[ANN] LightBSON.jl

Borne out of a need for high performance and allocation free BSON processing, announcing LightBSON.jl.

What It Is

  • Allocation free API for reading and writing BSON data.
  • Natural mapping of Julia types to corresponding BSON types.
  • Convenience API to read and write Dict{String, Any} or OrderedDict{String, Any} (default, for roundtrip consistency) as BSON.
  • Struct API tunable for tradeoffs between flexibility, performance, and evolution.
  • Configurable validation levels.
  • Light weight indexing for larger documents.
  • Transducers.jl compatible.
  • Tested for conformance against the BSON corpus.

What It Is Not

  • Generic serialization of all Julia types to BSON. See BSON.jl for that functionality. LightBSON.jl aims for natural representations, suitable for interop with other languages and long term persistence.
  • Integrated with FileIO.jl. BSON.jl already is, and adding another with different semantics would be confusing.
  • A BSON mutation API. Reading and writing are entirely separate and only complete documents can be written.
  • Conversion to and from Extended JSON. This may be added later.
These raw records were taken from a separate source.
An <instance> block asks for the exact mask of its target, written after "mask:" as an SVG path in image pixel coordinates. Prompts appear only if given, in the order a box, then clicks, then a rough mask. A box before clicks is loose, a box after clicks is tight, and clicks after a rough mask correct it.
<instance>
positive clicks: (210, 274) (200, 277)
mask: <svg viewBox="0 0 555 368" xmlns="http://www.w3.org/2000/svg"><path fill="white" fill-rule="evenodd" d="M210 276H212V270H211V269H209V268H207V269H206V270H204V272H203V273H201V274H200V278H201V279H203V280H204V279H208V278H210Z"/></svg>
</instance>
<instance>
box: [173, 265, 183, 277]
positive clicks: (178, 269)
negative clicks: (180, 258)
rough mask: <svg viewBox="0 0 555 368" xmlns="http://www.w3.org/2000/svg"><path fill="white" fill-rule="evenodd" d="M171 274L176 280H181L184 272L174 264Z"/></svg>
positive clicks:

See README for more examples and further information.

13 Likes

Not being integrated with FileIO is a hit for interplay with DrWatson’s tagsave, produce_or_load and co. :frowning: Do you think it is possible to actually implement this? Had many problems with the existing BSON.jl, unlikely to use it in the future, so your package seems like a nice alternative.

2 Likes

Yay.
I am so glad to have an option for plain BSON that doesn’t try and serialize arbitrary Julia objects.
This maximizes compatibility,
and also means it can be a secure format.
(In contrast is is seemingly impossible to make anything like pickle, or the Julia serializer not able to run arbitrary code on loading. This includes BSON.jl, JLD2, and JLSO)

5 Likes

Not being integrated with FileIO is a hit for interplay with DrWatson’s tagsave, produce_or_load and co. :frowning: Do you think it is possible to actually implement this?
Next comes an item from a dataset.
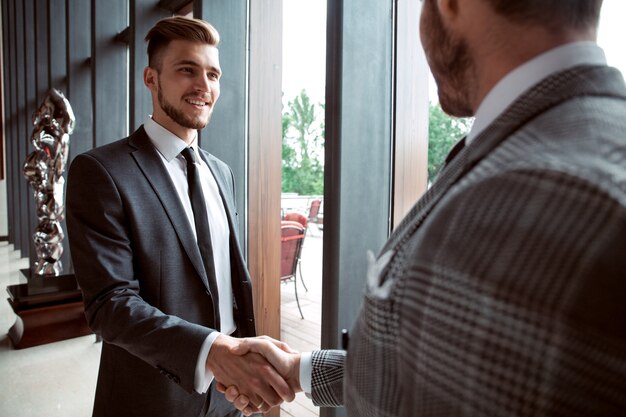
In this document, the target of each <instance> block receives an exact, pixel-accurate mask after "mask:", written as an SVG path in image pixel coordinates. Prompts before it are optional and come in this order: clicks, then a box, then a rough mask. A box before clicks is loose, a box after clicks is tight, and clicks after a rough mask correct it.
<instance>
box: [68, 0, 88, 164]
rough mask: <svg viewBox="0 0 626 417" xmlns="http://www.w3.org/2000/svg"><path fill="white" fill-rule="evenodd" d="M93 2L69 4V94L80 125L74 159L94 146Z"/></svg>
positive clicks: (76, 142) (76, 119) (77, 137)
It doesn’t look difficult to implement, but I’m concerned if it would cause confusion with users. From how I understand FileIO to work, it will try each package for a format in the order they were registered, fail if the package can’t be loaded (e.g., not in your project), and try the next one. If I add LightBSON to FileIO it becomes difficult to determine which package will be used to load .bson files outside of the top level project where you have control of your environment. Given the semantic difference in how BSON.jl and LightBSON.jl treat the data, I’m not sure how users would actually handle that.

If there are good solutions to this I’d be happy to add the functionality. You probably have more experience with the ecosystem, so how do you see it best working?

2 Likes

thanks for the awesome information.

Hm, I guess having the ending .lbson for light-bson is not good? because it means the files wouldn’t be able to load with other BSON formats in other programming environments…?

It would work for the FileIO dispatch, but I think it would be a bit strange to change extension only for that when it’s the same format in the file

I suspect can hand-code a case for Format{:BSON} into FileIO which does a bit of fiddling to guess if it is BSON.jl using extended features (I think there will be a types top-level key or something?)
and if so using BSON.jl, or if not uses LightBSON.jl

That’s a good suggestion, I can see that working for load. What would you do on the save path?

I have no super bright ideas, maybe look at the data and see if it only contains things that follow the BSON spec?
It is a recursive search; might want a max limit before guessing it doesn’t.

I’m hesitant to implement heuristics that aren’t robust and clear, and LightBSON.jl also lets you write custom types, so instead I’ve added a keyword argument instead to select the saver.

With these additions in LightBSON.jl:

function fileio_save(f, x; kwargs...)
    get(kwargs, :plain, false) || error("Pass plain = true to select LigthBSON.jl over BSON.jl")
    bson_write(f.filename, x)
    nothing
end

function fileio_load(f)
    buf = read(f.filename)
    reader = BSONReader(buf)
    hastag = false
    hastype = false
    foreach(reader) do field
        hastag |= field.first == "tag"
        hastype |= field.first == "type"
        nothing
    end
    hastag && hastype && error("BSON.jl document detected, aborting LightBSON.jl load")
    reader[Any]
end 

and registering LightBSON.jl at higher priority than BSON.jl in FileIO, you can pass plain = true to save in plain BSON format, whilst the load path detects automatically as you suggested. Would that work or be made to work with DrWatson?